Rory Ord, principal at RisCura, comments on how private equity funds are delivering this consistent performance. “We see good returns in terms of the unrealised valuations of underlying investments, as well as in rewarding realisations and exits from portfolio companies.”

In 2014 the realisation market in the South African private equity industry returned the highest amount of capital since 2011. The 2015 KPMG-SAVCA Venture Capital and Private Equity Industry Performance Survey shows that funds returned to investors increased by R4.4bn (44.7%) to R14.2bn during 2014, from R9.8bn during 2013; and the value of disposals increased from R4.8bn in 2013 to R9.3bn during 2014. “We anticipate that this exit activity will pick up over the course of 2015, as part of the life cycle of private equity and in a context of attractive market valuations,” says van der Merwe.

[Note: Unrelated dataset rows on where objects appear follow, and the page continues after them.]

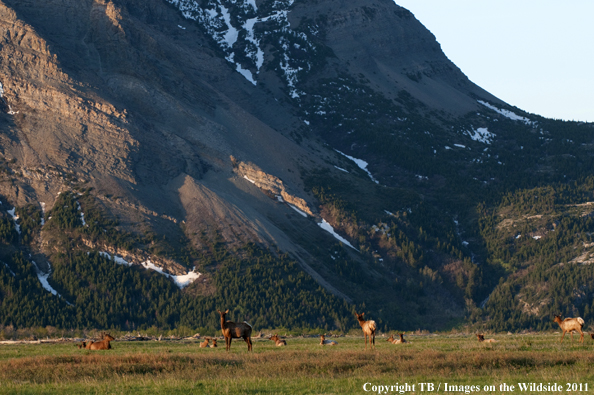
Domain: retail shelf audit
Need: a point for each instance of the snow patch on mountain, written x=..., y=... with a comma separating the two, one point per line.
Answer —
x=181, y=281
x=233, y=29
x=481, y=135
x=328, y=228
x=43, y=279
x=361, y=163
x=15, y=218
x=506, y=113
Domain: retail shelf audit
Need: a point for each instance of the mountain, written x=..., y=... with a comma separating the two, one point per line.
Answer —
x=292, y=160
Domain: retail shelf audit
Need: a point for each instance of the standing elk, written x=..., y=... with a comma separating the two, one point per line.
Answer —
x=368, y=329
x=277, y=340
x=234, y=330
x=102, y=345
x=570, y=325
x=396, y=341
x=324, y=342
x=481, y=338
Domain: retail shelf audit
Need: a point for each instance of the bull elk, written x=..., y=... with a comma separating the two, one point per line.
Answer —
x=235, y=330
x=368, y=329
x=570, y=325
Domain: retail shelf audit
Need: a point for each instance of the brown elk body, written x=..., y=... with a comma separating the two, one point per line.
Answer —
x=570, y=325
x=396, y=341
x=481, y=338
x=103, y=344
x=278, y=341
x=324, y=342
x=235, y=330
x=368, y=329
x=401, y=340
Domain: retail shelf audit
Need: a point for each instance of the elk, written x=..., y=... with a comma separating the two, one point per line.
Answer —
x=368, y=329
x=277, y=340
x=324, y=342
x=396, y=341
x=102, y=345
x=570, y=325
x=481, y=338
x=235, y=330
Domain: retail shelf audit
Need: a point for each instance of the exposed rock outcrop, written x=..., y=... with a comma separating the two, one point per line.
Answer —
x=269, y=184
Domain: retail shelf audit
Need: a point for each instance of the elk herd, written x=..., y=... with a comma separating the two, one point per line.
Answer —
x=243, y=330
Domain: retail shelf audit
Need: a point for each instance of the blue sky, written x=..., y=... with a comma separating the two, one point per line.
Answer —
x=537, y=55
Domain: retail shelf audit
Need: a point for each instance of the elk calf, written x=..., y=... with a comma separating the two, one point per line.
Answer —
x=481, y=338
x=102, y=345
x=277, y=340
x=397, y=341
x=324, y=342
x=368, y=329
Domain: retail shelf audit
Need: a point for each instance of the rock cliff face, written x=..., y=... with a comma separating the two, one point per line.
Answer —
x=230, y=122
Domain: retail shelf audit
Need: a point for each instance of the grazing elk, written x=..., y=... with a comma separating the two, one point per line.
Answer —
x=368, y=329
x=235, y=330
x=277, y=340
x=396, y=341
x=324, y=342
x=102, y=345
x=570, y=325
x=481, y=339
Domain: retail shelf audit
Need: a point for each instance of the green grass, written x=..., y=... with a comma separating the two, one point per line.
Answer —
x=302, y=367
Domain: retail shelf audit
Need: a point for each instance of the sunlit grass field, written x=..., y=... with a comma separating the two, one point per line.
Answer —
x=303, y=367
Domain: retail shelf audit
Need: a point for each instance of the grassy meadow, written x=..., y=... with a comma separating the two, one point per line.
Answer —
x=303, y=367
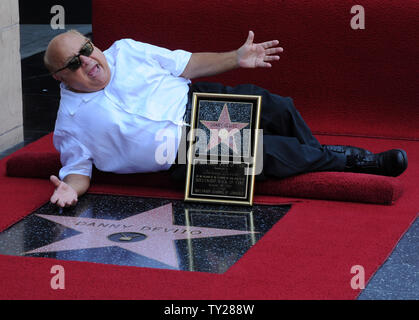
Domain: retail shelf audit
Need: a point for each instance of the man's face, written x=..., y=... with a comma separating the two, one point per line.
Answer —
x=93, y=74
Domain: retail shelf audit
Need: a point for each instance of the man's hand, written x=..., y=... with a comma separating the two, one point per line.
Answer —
x=64, y=195
x=255, y=55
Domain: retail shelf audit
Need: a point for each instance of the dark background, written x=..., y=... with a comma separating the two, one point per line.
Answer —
x=39, y=12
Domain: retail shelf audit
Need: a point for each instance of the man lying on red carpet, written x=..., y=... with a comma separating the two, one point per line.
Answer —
x=113, y=103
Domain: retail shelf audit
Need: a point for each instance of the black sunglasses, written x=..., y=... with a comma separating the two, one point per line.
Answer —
x=75, y=62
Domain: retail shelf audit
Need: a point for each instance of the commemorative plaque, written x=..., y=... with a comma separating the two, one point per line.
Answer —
x=223, y=145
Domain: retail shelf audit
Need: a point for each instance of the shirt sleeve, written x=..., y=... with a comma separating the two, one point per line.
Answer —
x=174, y=61
x=75, y=158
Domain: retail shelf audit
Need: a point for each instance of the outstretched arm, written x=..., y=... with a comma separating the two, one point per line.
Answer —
x=249, y=55
x=67, y=192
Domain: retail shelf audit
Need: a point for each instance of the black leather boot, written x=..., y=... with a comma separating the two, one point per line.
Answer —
x=347, y=150
x=389, y=163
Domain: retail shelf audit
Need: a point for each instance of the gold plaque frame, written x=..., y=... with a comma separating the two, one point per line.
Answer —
x=214, y=175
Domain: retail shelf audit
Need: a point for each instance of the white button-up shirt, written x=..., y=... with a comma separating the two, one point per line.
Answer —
x=134, y=123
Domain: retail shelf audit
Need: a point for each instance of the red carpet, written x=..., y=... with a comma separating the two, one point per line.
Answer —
x=348, y=84
x=319, y=185
x=307, y=255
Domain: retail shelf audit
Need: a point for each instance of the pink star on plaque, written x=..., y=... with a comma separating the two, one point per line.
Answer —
x=223, y=130
x=154, y=228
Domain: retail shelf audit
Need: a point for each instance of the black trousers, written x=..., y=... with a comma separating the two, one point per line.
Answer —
x=289, y=147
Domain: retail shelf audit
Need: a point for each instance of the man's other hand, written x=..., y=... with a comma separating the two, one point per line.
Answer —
x=64, y=195
x=258, y=55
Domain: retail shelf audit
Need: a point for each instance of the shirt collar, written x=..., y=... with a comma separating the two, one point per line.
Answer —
x=71, y=100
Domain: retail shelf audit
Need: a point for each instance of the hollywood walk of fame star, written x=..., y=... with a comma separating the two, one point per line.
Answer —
x=223, y=130
x=151, y=234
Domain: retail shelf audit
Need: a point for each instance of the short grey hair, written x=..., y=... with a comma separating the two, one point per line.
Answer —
x=47, y=59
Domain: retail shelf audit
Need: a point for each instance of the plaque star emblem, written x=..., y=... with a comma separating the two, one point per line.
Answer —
x=224, y=131
x=150, y=233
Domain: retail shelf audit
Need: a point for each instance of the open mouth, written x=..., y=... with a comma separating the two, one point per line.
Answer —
x=94, y=71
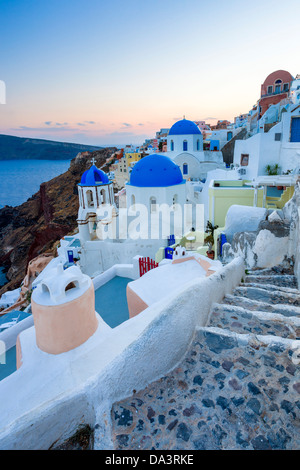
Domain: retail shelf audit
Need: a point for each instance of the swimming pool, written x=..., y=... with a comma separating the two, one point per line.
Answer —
x=111, y=301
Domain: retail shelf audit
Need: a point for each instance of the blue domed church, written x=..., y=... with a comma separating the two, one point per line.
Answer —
x=155, y=182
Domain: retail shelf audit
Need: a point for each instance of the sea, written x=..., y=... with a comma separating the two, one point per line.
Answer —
x=20, y=179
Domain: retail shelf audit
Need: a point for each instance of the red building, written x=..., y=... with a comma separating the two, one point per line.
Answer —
x=274, y=89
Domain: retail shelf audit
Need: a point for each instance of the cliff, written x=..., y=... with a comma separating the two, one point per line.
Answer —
x=37, y=225
x=21, y=148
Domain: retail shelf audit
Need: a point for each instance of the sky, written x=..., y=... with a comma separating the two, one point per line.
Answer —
x=114, y=72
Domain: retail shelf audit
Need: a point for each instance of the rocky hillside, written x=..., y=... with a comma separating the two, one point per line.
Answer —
x=37, y=225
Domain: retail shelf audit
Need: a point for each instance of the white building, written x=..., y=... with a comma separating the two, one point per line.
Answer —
x=185, y=148
x=155, y=199
x=281, y=145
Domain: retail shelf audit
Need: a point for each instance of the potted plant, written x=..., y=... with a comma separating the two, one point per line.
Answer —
x=209, y=240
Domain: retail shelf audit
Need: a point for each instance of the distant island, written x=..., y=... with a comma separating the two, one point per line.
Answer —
x=23, y=148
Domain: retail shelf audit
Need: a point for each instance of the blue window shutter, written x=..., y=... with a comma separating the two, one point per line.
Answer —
x=295, y=130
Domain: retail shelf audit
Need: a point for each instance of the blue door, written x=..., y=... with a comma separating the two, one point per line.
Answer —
x=295, y=130
x=70, y=256
x=169, y=253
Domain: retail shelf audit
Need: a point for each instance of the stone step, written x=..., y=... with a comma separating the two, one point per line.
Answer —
x=271, y=287
x=231, y=391
x=276, y=270
x=248, y=304
x=244, y=321
x=276, y=279
x=269, y=296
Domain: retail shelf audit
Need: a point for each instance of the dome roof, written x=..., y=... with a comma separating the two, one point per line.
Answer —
x=94, y=177
x=184, y=127
x=155, y=171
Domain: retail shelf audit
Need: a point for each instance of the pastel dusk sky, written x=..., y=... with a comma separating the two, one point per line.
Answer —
x=114, y=72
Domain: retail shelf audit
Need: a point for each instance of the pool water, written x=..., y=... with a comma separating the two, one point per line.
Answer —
x=111, y=301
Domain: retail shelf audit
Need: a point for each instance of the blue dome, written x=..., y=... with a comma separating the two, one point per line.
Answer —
x=184, y=127
x=155, y=171
x=94, y=177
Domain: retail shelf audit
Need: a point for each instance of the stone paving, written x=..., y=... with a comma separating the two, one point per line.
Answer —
x=238, y=386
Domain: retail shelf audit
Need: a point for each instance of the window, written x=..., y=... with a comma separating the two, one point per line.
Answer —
x=175, y=201
x=133, y=202
x=89, y=197
x=103, y=196
x=244, y=159
x=295, y=129
x=277, y=136
x=285, y=87
x=152, y=204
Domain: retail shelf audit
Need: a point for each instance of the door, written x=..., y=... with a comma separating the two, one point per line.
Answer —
x=295, y=129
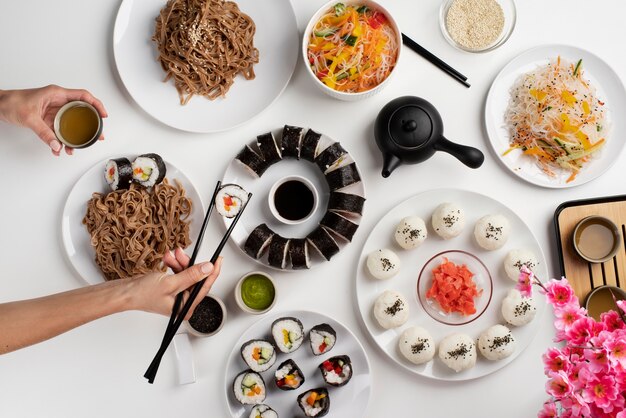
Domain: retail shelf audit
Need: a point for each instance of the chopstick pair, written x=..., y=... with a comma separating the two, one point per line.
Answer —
x=178, y=314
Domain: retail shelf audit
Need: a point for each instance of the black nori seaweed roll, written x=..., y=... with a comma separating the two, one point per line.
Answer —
x=343, y=177
x=323, y=242
x=346, y=203
x=258, y=241
x=329, y=156
x=253, y=161
x=339, y=225
x=279, y=252
x=308, y=145
x=292, y=135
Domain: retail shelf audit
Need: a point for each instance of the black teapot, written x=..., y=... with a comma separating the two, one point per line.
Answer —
x=409, y=130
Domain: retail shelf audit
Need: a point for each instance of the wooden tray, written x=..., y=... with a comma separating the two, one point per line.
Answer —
x=585, y=276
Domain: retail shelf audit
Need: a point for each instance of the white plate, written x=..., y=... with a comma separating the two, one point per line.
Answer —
x=423, y=205
x=136, y=55
x=76, y=239
x=609, y=88
x=258, y=210
x=347, y=401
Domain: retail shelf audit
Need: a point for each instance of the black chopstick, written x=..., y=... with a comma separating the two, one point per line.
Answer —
x=430, y=57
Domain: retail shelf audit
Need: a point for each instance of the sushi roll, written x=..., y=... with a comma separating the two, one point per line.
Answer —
x=279, y=252
x=258, y=241
x=339, y=225
x=292, y=135
x=308, y=145
x=299, y=254
x=253, y=162
x=249, y=388
x=288, y=334
x=314, y=402
x=323, y=242
x=118, y=173
x=323, y=338
x=259, y=355
x=270, y=149
x=343, y=177
x=330, y=156
x=350, y=204
x=148, y=170
x=263, y=411
x=230, y=199
x=288, y=376
x=337, y=371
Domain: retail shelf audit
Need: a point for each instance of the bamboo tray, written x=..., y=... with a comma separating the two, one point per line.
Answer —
x=585, y=276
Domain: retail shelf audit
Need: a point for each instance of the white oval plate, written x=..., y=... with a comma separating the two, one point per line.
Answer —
x=76, y=239
x=609, y=88
x=412, y=261
x=347, y=401
x=136, y=55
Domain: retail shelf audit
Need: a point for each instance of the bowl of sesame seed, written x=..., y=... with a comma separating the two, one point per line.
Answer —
x=477, y=25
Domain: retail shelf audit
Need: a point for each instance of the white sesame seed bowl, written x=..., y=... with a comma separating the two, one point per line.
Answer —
x=477, y=25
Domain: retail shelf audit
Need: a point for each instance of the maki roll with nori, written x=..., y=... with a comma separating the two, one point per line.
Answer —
x=323, y=242
x=339, y=225
x=288, y=376
x=258, y=241
x=279, y=252
x=253, y=162
x=322, y=338
x=299, y=254
x=308, y=146
x=350, y=204
x=314, y=402
x=118, y=173
x=292, y=135
x=148, y=170
x=270, y=149
x=337, y=371
x=343, y=177
x=330, y=156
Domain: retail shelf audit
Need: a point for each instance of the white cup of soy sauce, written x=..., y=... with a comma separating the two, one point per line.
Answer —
x=293, y=200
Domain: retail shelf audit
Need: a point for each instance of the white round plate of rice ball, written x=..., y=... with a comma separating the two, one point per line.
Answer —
x=369, y=288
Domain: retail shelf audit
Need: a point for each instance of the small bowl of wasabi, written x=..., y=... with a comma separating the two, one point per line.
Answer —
x=255, y=293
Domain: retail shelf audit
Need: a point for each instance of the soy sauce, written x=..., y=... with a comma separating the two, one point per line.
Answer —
x=293, y=200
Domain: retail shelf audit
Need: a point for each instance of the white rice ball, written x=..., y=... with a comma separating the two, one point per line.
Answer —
x=514, y=261
x=417, y=345
x=496, y=342
x=391, y=309
x=492, y=231
x=383, y=264
x=448, y=220
x=411, y=232
x=458, y=352
x=518, y=310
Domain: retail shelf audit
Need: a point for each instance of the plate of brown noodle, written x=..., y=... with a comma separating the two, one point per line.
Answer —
x=109, y=235
x=205, y=65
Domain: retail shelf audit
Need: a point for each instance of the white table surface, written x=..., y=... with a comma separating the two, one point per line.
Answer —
x=97, y=370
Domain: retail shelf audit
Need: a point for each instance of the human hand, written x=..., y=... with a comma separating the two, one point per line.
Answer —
x=36, y=108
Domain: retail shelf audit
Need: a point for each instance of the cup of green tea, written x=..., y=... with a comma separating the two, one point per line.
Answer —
x=77, y=124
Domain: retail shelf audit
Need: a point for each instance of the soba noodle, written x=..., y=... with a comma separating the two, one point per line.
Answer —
x=132, y=229
x=203, y=45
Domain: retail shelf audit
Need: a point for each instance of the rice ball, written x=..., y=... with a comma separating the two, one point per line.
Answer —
x=411, y=232
x=514, y=261
x=518, y=310
x=492, y=231
x=496, y=343
x=383, y=264
x=391, y=309
x=458, y=352
x=448, y=220
x=417, y=345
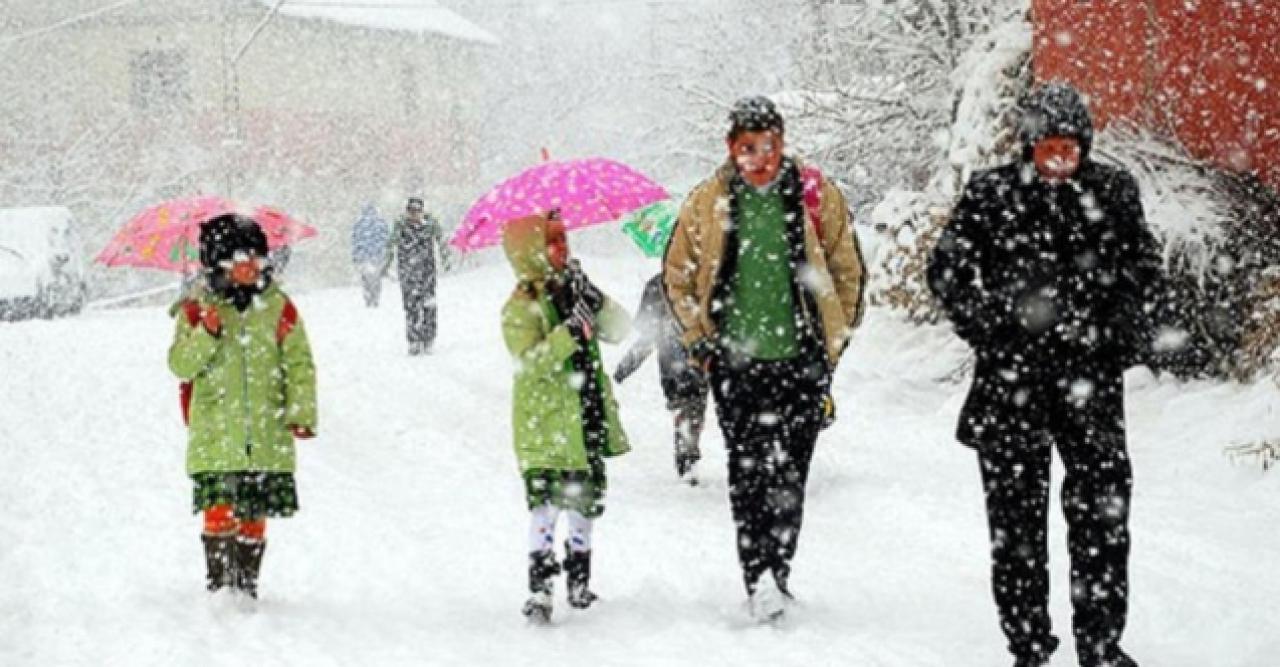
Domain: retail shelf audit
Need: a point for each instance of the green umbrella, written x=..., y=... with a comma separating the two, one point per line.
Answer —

Last year was also a solid year for the deployment of funds, with private equity investments made during 2014 totalling R17.4bn. The majority of these investments were for new as opposed to follow-on investments; and the average deal size for new investments increased to R153m, from R64m in 2013. “This signals a strong return to the acquisition market by some of the larger private equity funds,” says van der Merwe, “and we expect deal-making and the investment of newly raised capital to continue increasing in 2015.”